25. The tool of claim 22 wherein said supporting means includes taper holes for the passage of exhausted air, and said holes arranged to attenuate the sound of the exhausting air.

26. A reversible pneumatic underground piercing tool comprising, an elongated and hollow cylindrical body with a tapered front end and an open rear end, a striker slidably positioned in said body to reciprocate for striking the front end of the body to cause forward movement and striking the rear end to cause rearward movement, said striker having a hollow rear end, a tubular elongated valve movably mounted in the rear end of said cylindrical body and extending into said hollow rear end of said striker, said valve having an outwardly extending rear end with means for connecting to a hose for the supply of compressed air, said valve and striker having cooperating means for controlling the passage of compressed air to the front and rear of the striker for causing reciprocation and striking the front or rear depending on the longitudinal position of the valve, means in the rear end of the cylindrical body for supporting said valve for absorbing shock and allowing restricted angular movement including sleeve means within which the valve is rotatably and slidably supported, cooperating slot and pin means on said sleeve means and valve for restricting the longitudinal position of the valve to a forward location in one angular position of the valve relative to the sleeve means and to a rearward location in another angular position during the supply of compressed air, and said two angular positions being less than 360° apart and at clockwise and counterclockwise extreme locations of normal rotation of said valve relative to said sleeve means.

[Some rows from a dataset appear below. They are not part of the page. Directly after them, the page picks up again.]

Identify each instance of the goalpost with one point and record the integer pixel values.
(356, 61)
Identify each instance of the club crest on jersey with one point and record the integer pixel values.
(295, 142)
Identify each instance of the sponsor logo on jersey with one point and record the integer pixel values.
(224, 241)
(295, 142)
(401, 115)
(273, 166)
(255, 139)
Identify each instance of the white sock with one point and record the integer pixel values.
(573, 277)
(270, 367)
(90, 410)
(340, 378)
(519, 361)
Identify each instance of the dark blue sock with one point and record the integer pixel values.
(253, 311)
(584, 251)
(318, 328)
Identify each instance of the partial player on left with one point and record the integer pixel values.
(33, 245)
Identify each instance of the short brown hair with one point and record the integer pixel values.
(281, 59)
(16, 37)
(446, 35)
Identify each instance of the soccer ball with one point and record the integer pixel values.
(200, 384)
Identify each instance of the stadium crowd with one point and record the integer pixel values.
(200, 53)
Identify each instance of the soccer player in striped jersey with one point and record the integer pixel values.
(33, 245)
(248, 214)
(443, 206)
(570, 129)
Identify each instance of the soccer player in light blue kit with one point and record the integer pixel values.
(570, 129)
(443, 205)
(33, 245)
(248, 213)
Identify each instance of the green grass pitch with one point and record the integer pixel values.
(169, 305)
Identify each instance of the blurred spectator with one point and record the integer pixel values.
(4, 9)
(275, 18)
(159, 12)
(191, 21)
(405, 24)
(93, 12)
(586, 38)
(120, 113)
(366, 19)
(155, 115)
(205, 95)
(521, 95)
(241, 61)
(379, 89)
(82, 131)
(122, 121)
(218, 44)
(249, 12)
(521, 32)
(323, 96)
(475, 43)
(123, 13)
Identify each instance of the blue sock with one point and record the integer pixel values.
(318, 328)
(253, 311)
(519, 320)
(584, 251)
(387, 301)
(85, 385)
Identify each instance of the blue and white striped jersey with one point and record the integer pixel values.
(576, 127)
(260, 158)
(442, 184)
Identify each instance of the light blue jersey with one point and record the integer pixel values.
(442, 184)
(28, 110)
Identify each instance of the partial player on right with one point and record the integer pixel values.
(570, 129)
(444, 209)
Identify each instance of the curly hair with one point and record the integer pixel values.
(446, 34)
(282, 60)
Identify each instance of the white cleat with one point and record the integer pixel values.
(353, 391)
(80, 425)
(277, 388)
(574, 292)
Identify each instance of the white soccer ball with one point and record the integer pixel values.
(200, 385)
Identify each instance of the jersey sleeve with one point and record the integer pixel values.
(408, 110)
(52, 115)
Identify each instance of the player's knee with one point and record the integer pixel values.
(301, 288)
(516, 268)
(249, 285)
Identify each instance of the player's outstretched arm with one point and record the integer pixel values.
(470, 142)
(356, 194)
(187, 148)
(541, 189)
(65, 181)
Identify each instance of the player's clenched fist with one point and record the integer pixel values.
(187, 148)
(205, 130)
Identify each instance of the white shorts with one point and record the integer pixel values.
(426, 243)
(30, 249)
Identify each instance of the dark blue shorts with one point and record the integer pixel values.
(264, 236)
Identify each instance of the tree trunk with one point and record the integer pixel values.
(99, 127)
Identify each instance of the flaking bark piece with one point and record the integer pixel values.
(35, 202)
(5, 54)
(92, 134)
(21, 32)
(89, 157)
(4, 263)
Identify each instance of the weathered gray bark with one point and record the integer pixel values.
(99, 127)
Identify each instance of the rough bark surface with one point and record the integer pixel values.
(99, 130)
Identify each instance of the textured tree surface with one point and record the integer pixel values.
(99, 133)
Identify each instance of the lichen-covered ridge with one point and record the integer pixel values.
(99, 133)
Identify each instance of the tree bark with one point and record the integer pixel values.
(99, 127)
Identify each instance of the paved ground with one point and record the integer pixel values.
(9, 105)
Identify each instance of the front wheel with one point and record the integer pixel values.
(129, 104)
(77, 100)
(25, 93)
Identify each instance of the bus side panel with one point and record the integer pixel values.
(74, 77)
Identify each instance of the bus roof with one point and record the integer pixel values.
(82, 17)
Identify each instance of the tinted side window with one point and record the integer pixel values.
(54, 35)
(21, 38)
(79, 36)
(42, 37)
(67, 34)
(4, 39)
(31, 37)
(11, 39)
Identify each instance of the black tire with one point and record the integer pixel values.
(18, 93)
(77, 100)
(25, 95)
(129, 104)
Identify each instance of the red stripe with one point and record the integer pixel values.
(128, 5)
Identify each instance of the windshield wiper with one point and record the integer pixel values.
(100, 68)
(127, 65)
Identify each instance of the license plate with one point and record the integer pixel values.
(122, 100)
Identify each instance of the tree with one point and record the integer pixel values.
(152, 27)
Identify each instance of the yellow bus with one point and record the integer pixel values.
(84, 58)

27. A reversible underground piercing tool operable by a pneumatic hose supplying compressed air thereto, comprising, an elongated body, a striker slidably mounted in the body, a valve means engaging and cooperating with the striker for a controlled supply of compressed air for causing reciprocation of the striker, means for connecting the valve means to the hose, a sleeve means mounted in said body and slidably and rotatably supporting said valve means, slot means and pin means on said valve means and sleeve means for restricted and controlled relative movement among predetermined positions including first and second positions at angularly spaced locations of less than 360° and longitudinally substantially equal locations, a third location longitudinally spaced a substantial distance from and angularly aligned with the first location for operating the tool in a forward direction, and a fourth position angularly aligned with and spaced only a short distance from the second position for operating the tool in the reverse direction.

28. The reversible tool of claim 27 wherein means are provided for urging the valve means and sleeve means into one of said first and second positions upon the interruption of compressed air supply for allowing movement between said first and second positions by angular rotation of the hose.

29. The reversible tool of claim 27 wherein cam surface means are provided in said slot means between said first and second positions and between said third and fourth positions for causing said pin means to move angularly to align with one of said positions upon axial movement of said pin means in either direction.

30. The reversible tool of claim 27 wherein means are provided for limiting the relative angular movement between said valve means relative to said sleeve means to the first and third positions, in one angular direction and to the second and fourth positions in an opposite angular direction.